Neural networks have achieved success in various perceptual tasks. However, it is stated that they are ineffective in solving problems requiring higher-level reasoning. Recent experiments with two recently released video question-answering datasets (CLEVRER and CATER) show that neural networks cannot adequately reason about the Spatio-temporal and compositional structure of visual scenes.
On the other hand, Neuro-symbolic models that combine algorithms with symbolic reasoning techniques to predict, explain, and consider counterfactual possibilities are assumed to be much more suitable than neural networks. It leverages several independently-learned modules such as:
- A neural network ‘perceptual’ front-end to detect objects
- A dynamics module to infer objects’ behavior over time
- A symbolic statistical semantic parser that represents the questions
- A hand-coded symbolic executor interprets inputs and predicts answers
However, researchers at DeepMind assert that neural networks can outperform neuro-symbolic models under the right testing conditions. For example, in some symbolic domains like language, neural networks outperform hybrid neuro-symbolic methods to classify or predict. Therefore, researchers have reconciled existing neural network limitations in video domains with their symbolic fields’ successes.

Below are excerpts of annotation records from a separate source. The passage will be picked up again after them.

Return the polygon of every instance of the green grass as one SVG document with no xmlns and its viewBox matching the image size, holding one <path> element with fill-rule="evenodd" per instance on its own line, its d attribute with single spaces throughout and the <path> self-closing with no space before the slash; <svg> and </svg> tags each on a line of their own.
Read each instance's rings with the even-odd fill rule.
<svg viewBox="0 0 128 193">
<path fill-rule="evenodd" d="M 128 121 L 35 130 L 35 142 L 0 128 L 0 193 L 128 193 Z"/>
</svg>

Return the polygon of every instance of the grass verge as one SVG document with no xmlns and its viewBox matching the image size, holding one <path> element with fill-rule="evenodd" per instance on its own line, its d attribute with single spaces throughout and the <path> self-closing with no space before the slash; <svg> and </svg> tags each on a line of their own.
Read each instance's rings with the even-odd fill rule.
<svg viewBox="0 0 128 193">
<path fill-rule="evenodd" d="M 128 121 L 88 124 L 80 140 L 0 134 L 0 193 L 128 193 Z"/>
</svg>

This reconciliation is achieved by designing a neural network architecture for Spatio-temporal reasoning about videos ( the components are learned, and all standard representations are distributed rather than symbolic or localist) throughout the neural network layers.
The proposed neural network architecture leverages attention to integrating information effectively. An important aspect is self-supervision (meaning the model infer masked-out objects in videos using the underlying dynamics to extract more data), which allows our model to learn better representations and achieve higher data efficiency.
The architecture guarantees visual elements in the videos that correspond to physical items essential for higher-level reasoning. As neural networks are flexible, the same architecture and algorithm can be applied to various tasks without any manual changes to the system’s internal workings.
The results have many implications for the development of machines that can reason about their experiences. Contrary to previous studies’ outcomes, models based on exclusively distributed representations can perform well on visual-based tasks that measure high-level cognitive functions.
The team states that the resulting model surpasses neuro-symbolic models’ performance on the CLEVRER dataset across all questions, with the most significant advantage on the counterfactual questions. CLEVRER dataset draws on insights from psychology and consists of 20,000 5-second videos of colliding objects generated by a physics engine and over 300,000 questions and answers that focus on four logical reasoning elements: descriptive, explanatory, predictive, and counterfactual.
The researchers declare the critical aspects of their successful approach as below:
- Self-attention to effectively integrate information over time
- Soft-discretization of the input at the right level of abstraction
- Self-supervised learning to extract more information from each sample.
Their neural networks have matched the performance of some of the best neuro-symbolic models with 40% less training data (without pre-training or labeled data), challenging the belief that neural networks are certainly more data-hungry compared to neurosymbolic models.
The results also show that deep networks can replicate many human cognition and reasoning properties and profit from distributed representation’s flexibility and expressivity. The team says that a large-scale neural language model can explicitly acquire arithmetic reasoning and analogy-making without explicit training. This suggests that current neural network limitations are enhanced when scaling more data and using larger and more efficient architectures. They hope that new challenging tasks may be proposed to empirically determine the full extent of what is achievable by neural networks.